Research Themes
The Citizenship DRC focused its research on nine thematic areas. Additionally, the project distilled lessons from across these themes in a series of papers that can be found under Overarching Lessons.
Overarching lessons
The Citizenship DRC has a series of overview papers and policy briefings that synthesize and distil lessons from the last ten years of work. This collection is a good place to begin exploring the Citizenship DRC’s work.
Citizenship: meanings and expressions
This research helps to define ‘a citizen’s perspective’ by looking at poor peoples' perceptions and experiences of rights and citizenship in different contexts; understanding how different these can be has been a point of departure for years of innovative scholarship.
Claiming rights and accountability
This theme explores how to improve accountability mechanisms within civil society and the corporate sector in order to bring development policy more in tune to poor peoples' own aspirations to rights.
New spaces for change?
Research on this theme provides insight into the potential and pitfalls of the so-called ‘new democratic spaces’ that invite citizens to shape policy and services: everything from health service user groups to forums for participatory planning.
Science and citizenship
This research examines how rapid advances in science and new technologies pose a range of pressing challenges to citizenship: for instance, the nature of expertise and how to recognize knowledge in the process of public participation.
Deepening democracy
How is democracy created and revitalized by citizen engagement? This research looks at how citizen engagement – through protest, participation, activism, litigation and lobbying – interacts with formal representative democracy.
Winning policy change
How does citizen activism win changes in national policy? This research looks at what factors make the difference, and the steps that are needed to overcome setbacks and consolidate the smaller victories.
Global citizen engagement
Just as globalization has reconfigured economic production, it has reshaped politics. Research from the Citizenship DRC reveals how these changes have given rise to new meanings of citizenship – with dynamics of both inclusion and exclusion.
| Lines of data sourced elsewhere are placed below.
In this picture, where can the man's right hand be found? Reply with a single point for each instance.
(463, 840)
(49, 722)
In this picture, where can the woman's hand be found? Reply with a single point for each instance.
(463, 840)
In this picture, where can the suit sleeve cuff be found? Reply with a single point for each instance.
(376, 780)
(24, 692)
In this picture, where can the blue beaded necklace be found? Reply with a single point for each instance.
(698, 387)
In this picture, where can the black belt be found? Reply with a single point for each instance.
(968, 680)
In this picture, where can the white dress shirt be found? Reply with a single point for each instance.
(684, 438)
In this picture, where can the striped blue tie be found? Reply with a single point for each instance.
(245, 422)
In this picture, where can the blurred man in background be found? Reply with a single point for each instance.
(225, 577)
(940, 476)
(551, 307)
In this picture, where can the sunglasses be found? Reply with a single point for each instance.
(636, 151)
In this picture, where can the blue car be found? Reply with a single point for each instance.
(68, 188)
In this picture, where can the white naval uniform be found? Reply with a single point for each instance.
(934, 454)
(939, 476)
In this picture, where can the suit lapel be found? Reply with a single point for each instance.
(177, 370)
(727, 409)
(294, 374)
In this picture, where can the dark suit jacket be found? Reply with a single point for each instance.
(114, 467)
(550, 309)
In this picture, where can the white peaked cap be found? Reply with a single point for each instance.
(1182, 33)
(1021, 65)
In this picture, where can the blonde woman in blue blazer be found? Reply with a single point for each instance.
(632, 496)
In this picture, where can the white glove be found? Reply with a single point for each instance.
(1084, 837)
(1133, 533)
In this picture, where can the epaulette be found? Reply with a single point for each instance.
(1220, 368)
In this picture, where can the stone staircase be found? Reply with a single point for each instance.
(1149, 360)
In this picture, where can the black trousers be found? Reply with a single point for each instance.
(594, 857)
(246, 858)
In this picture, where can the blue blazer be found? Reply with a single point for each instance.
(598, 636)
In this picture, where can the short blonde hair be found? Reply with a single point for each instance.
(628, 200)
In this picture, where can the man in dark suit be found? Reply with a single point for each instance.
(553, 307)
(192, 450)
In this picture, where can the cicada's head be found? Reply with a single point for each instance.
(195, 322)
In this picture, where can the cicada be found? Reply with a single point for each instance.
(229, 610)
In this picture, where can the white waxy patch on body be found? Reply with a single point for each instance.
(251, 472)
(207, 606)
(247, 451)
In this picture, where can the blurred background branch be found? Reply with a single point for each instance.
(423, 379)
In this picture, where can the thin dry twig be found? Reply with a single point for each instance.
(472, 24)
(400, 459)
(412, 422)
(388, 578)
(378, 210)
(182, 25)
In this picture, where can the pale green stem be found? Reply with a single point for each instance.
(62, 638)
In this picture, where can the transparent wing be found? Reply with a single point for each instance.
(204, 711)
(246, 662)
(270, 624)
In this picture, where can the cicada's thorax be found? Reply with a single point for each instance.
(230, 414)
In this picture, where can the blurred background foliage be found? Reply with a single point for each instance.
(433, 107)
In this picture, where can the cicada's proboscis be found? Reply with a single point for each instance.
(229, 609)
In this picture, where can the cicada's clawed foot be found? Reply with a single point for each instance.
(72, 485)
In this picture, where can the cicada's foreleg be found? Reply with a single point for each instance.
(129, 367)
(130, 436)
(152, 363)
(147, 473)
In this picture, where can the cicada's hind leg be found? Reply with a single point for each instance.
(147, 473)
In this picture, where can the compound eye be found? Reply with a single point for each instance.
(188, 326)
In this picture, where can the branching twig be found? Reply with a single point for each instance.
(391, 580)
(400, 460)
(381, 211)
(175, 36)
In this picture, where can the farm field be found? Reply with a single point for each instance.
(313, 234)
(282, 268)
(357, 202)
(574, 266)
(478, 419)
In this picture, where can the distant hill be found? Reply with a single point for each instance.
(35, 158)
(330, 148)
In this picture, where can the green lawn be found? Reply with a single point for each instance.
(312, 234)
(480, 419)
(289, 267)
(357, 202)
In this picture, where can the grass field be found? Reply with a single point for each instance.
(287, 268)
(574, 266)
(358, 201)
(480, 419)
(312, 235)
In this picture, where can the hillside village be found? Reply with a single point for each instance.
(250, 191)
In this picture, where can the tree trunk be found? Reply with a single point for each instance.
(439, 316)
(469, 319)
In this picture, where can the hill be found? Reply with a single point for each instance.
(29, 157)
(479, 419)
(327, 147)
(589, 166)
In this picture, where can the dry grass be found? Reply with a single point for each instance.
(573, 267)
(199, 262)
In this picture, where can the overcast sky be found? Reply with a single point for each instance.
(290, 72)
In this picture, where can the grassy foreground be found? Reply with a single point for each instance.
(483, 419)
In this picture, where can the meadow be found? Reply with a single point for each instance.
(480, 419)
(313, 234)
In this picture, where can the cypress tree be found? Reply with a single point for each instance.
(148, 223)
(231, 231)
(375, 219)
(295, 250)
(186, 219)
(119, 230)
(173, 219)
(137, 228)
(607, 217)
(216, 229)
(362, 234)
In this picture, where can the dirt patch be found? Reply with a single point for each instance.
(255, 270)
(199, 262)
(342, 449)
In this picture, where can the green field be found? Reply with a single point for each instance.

Social movements in the south
Citizenship DRC research on this theme helps to redress the overemphasis in social movement theory on North America and western Europe. Southern cases studies by southern authors give social movements a refreshed look.
Citizenship in violent settings
Work in this area examines how issues of violence, hate and fear affect the capacities of citizens to participate, and ways in which a transition from violence to citizenship can be facilitated through participatory social action.